The value of the sermons is that they give an accurate and in-depth view at the moral code within Islam, as exemplified by the example of Ali AS. This is a clear window into the core of Islam as practiced by its first male convert[2], undistorted by the Wahabis and the Qutbis and the attached cruft of their self-serving hadith and fundamentalist interpretations. Shi'a such as myself revere Ali as the only person of the Prophet's SAW companions who had the Prophet's permission and authority to interpret the Qur'an. Muhammad SAW himself said that "I am the city of Knowledge, and Ali is the Gate." But the value of Ali's example need not be restricted to Shi'a alone. Ali AS is acknowledged as the Fourth Caliph to Sunnis as well and embracing the ideals that Ali AS personified is an embrace of core Islamic values.

But Nahjul Balagha is about more than character. It also lays the framework for a rationalist approach to theology. The great Shi'a jurist Imam Jafa al-Sadiq[3] - who actually mentored the Sunni founders of the dominant Sunni schools of thought - laid the foundation for Islamic rationalist philosophy, emphasising the importance of al-Aql (Reason) as the primary faculty of mankind. The great works of Ikhwan us-Safa and Dai'm al-Islam are almost completely unknown to Western armchair analysts of Islam, but are central to the core of true Islamic theologic philosophy (the very word philosophy comes from the Arabic word, "falsafat").

It is beyond my ability to "review" Peak of Eloquence, any more than I could review the Bible or the Qur'an. But the authenticity of every word spoken by Ali AS in these sermons is an absolute. Contrast this to the compilations of hadith (sayings) of the Prophet SAW, notably Bukhari and Muslim, which were accumulated without any real regard for authenticity. Unfortunately, the bulk of Muslim believers accord higher status to these flawed compilations of hadith than they do to Nahjul Balagha. It is beyond the scope of this article to examine Bukhari and Muslim in this piece, but I have previously blogged about some minor but highly illustrative examples of the absurdity of the claim to authenticity for these books. Some of the flaws in these compilations, in fact, have given ammunition to Wahabists as they sought to discredit all prior Islamic theology and establish the dominance of their interpretation.

Peak of Eloquence remains the single clearest example of living Islam that Muslims can both agree on and aspire to.

UPDATE: A comentator below and several people have emailed me to point out that "philosophy" is not derived from "falsafat", but that both terms are probably directly derived from two ancient Greek words, "philos" (love), and "sophia" (wisdom). As reader John Holbo writes,

Starting with Plato it began to have precisely the meaning we ascribe to it today. Given the strong influence of Aristotle and other Greek philosophers on classical Arabian philosophers (the Greeks were popular and influential in the Arab world during the "Dark Ages" in Europe, where they were virtually lost) I would surmise that the Arabic term is derived from the Greek one rather than vice versa.
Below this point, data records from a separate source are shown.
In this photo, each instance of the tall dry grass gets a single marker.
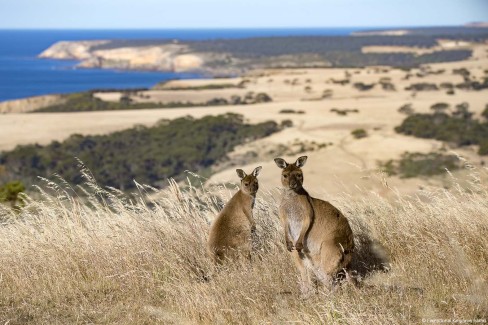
(94, 256)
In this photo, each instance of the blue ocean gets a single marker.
(22, 74)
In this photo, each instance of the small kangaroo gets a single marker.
(319, 232)
(230, 234)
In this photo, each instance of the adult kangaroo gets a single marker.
(230, 234)
(317, 234)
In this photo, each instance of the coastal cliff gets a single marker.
(230, 57)
(167, 57)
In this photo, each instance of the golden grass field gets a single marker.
(108, 259)
(90, 255)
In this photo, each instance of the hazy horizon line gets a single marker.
(231, 27)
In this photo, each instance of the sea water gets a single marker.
(22, 74)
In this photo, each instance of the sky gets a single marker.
(160, 14)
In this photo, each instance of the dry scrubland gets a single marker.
(111, 260)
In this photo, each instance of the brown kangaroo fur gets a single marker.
(230, 234)
(318, 231)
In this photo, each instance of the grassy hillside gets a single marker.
(455, 126)
(109, 260)
(149, 155)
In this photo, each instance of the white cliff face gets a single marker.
(70, 50)
(168, 57)
(30, 104)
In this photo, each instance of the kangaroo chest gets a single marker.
(294, 211)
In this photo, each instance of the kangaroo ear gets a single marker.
(301, 161)
(256, 171)
(241, 173)
(280, 162)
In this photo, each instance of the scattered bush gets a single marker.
(344, 111)
(439, 107)
(406, 109)
(422, 86)
(10, 191)
(146, 154)
(327, 93)
(291, 111)
(362, 86)
(458, 128)
(420, 164)
(286, 124)
(359, 133)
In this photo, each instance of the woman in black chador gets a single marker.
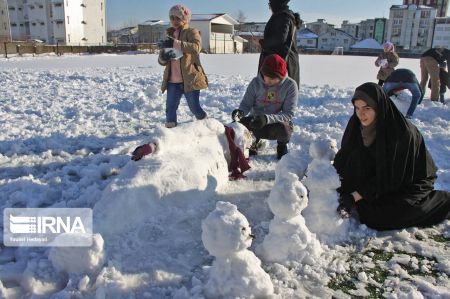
(387, 174)
(279, 37)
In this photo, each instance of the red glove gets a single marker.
(143, 150)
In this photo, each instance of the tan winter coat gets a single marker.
(194, 77)
(392, 59)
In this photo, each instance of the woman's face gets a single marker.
(176, 22)
(365, 113)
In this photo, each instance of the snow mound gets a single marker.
(236, 272)
(78, 260)
(289, 239)
(189, 162)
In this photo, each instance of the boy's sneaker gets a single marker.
(281, 149)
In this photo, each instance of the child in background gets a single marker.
(387, 61)
(184, 75)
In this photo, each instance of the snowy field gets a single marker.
(68, 125)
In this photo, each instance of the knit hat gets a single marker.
(181, 11)
(388, 46)
(277, 5)
(274, 66)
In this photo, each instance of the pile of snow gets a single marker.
(289, 239)
(322, 181)
(189, 162)
(79, 260)
(236, 271)
(368, 43)
(71, 122)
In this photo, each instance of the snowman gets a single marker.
(236, 271)
(289, 239)
(322, 180)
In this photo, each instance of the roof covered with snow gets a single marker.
(306, 33)
(368, 43)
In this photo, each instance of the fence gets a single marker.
(20, 48)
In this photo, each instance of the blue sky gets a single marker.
(128, 12)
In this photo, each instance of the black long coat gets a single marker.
(279, 32)
(395, 175)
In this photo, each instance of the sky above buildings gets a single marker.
(130, 12)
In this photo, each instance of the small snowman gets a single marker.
(322, 181)
(236, 271)
(289, 239)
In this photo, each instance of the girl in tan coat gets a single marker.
(387, 61)
(185, 75)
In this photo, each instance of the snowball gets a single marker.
(225, 230)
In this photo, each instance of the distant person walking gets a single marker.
(429, 67)
(401, 79)
(182, 75)
(279, 37)
(387, 61)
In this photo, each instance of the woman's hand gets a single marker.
(356, 196)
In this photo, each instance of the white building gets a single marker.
(442, 33)
(5, 29)
(306, 39)
(70, 22)
(319, 27)
(152, 31)
(350, 28)
(411, 27)
(217, 32)
(336, 38)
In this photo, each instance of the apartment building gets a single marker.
(410, 27)
(440, 5)
(442, 33)
(5, 29)
(319, 27)
(336, 38)
(70, 22)
(350, 28)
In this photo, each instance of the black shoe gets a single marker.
(281, 149)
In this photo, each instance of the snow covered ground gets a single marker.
(68, 125)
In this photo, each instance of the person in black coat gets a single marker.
(429, 67)
(387, 174)
(444, 81)
(404, 79)
(280, 37)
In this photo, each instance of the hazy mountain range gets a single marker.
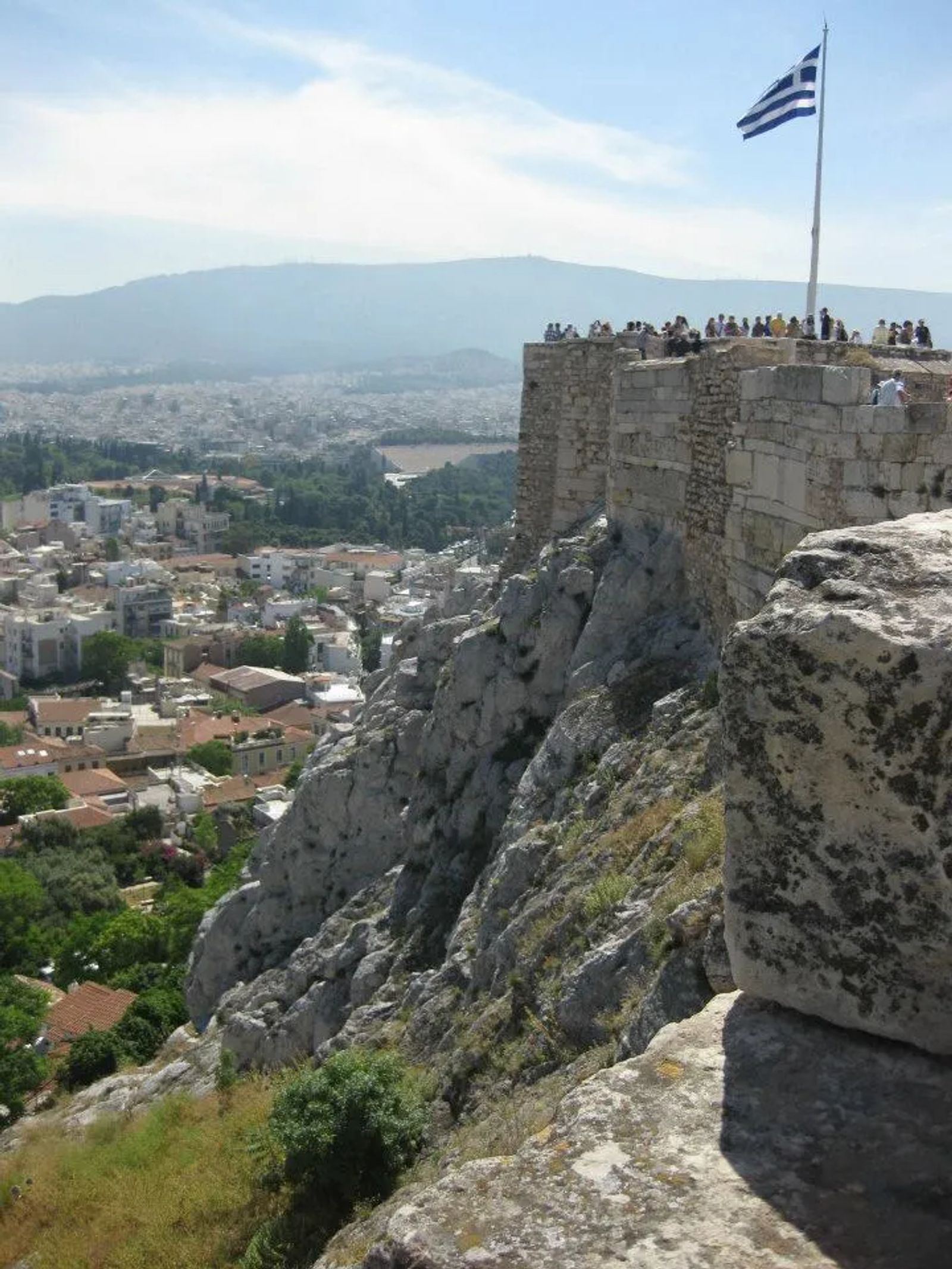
(314, 317)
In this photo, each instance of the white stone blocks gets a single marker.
(845, 385)
(766, 479)
(757, 384)
(739, 468)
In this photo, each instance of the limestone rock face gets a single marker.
(345, 831)
(837, 709)
(747, 1138)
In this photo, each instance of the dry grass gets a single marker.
(625, 842)
(170, 1189)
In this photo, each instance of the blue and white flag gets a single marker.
(793, 96)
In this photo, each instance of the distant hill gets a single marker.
(315, 317)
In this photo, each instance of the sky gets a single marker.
(159, 136)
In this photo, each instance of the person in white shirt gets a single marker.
(892, 391)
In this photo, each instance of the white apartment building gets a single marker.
(107, 516)
(68, 503)
(143, 609)
(35, 644)
(192, 522)
(39, 644)
(39, 590)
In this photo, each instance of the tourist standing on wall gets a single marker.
(892, 391)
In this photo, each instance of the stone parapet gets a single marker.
(738, 452)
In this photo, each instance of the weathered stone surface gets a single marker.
(837, 706)
(748, 1138)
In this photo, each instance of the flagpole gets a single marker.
(815, 248)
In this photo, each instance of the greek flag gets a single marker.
(793, 96)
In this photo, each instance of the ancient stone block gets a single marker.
(739, 468)
(837, 706)
(845, 385)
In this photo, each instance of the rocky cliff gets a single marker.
(488, 869)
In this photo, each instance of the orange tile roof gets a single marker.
(79, 816)
(92, 1007)
(240, 788)
(216, 561)
(293, 716)
(198, 728)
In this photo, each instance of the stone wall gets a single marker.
(737, 453)
(809, 452)
(563, 440)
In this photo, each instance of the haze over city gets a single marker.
(174, 136)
I sincerely appreciate being fact checked - please keep it up!


[1] I am using transliterated honorifics that are traditionally applied to Ali AS and Muhammad SAW. SAW is for "sallalahu aleyhi walehi" which translated roughly to "Peace be upon him". Often, you see "PBUH" appended to the Prophet SAW instead of SAW, but I personally find this distasteful for much teh same reasons that I don't like translations of the Qur'an. AS is for "alayhi-salaam" which is similar.
[2] The wife of the Prophet was the first convert to Islam. Ali AS was the second. For many long years, the three of them were the only Muslims in the world, until the Message began to spread. For an epic telling of the early origins of Islam, I highly recommend the movie, The Message.
[3] Direct descendant of Ali AS and Ali's son, Imam Husain AS (who was martyred by the Caliph Yazid LA at Karbala, in modern-day Iraq).